The NHTSA and the Georgia Attorney General's office recently announced additional actions in response to the recall of more than 50 million defective Takata airbags.

In 2008, auto manufacturers started recalling vehicles equipped with air bags produced by Japanese parts manufacturer Takata Corporation. A decade later, the recall has expanded into the “largest and most complex” in U.S. history, according to the National Highway Traffic Safety Administration (NHTSA). As of July 2018, approximately 37 million vehicles produced by 19 manufacturers-a total of 50 million Takata airbags-are part of the recall.

Takata airbags are defective due to the use of phase-stabilized ammonium nitrate (PSAN) in their inflation mechanism. Over time, heat and humidity cause PSAN to degrade. This means that when the airbags eventually deploy, the airbags are prone to explode and send metal shrapnel flying around inside the car.

At least 23 people have died due to Takata air bag explosions, and approximately 300 more have been injured, according to the NHTSA.

NHTSA, Georgia AG Take Additional Steps to Hold Manufacturers Accountable

Federal and state regulators continue to take action in response to the Takata recalls. In February 2018, Georgia Attorney General Chris Carr announced a multi-state settlement with Takata’s U.S. subsidiary, which filed for bankruptcy protection in the aftermath of the recalls. Georgia and 43 other states investigated Takata’s “failure to timely disclose known safety defects associated” with its PSAN air bag inflators. Specifically, the attorneys general said Takata knew their airbags could explode as far back as 2004 but did not act for more than a decade.

Takata agreed to pay the settling states a $650 million civil penalty, but this is unlikely to be paid due to the company’s bankruptcy and the states’ desire to prioritize compensation for injured consumers.

More recently, on July 13, 2018, the NHTSA called on automakers involved in the recall “to make publicly available on their websites their plans for replacing all defective bags in their vehicles.” The NHTSA said manufacturers needed to “accelerate” their efforts and promised to assist with “consumer outreach and coalition building in key high-risk areas.”

The NHTSA also reminded consumers that “all recalled airbags will be replaced for free,” although a “nationwide repair schedule has been developed to get the most dangerous air bags replaced first.” The NHTSA urged all consumers to visit the agency’s website ( to learn if their vehicle is subject to the recall and what steps they need to take to obtain a replacement air bag.

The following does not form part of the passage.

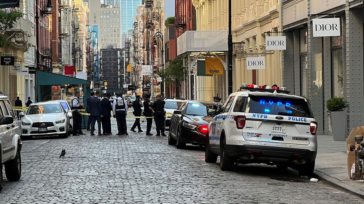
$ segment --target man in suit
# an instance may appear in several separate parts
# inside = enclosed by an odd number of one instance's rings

Athens, GA, personal injury and automobile accidents lawyer Stephen H. McElwee said the impact of the Takata recall will be felt by Georgians for many years to come. “The most basic responsibility of any automobile or auto parts manufacturer is to ensure the safety of their products. Recalls are an important first step in ensuring corporate accountability. But even the most successful recall cannot undo the damage already done to families who have suffered injuries or lost loved ones. That is why victims need to know and understand their rights under state laws designed to directly compensate victims of defective products.”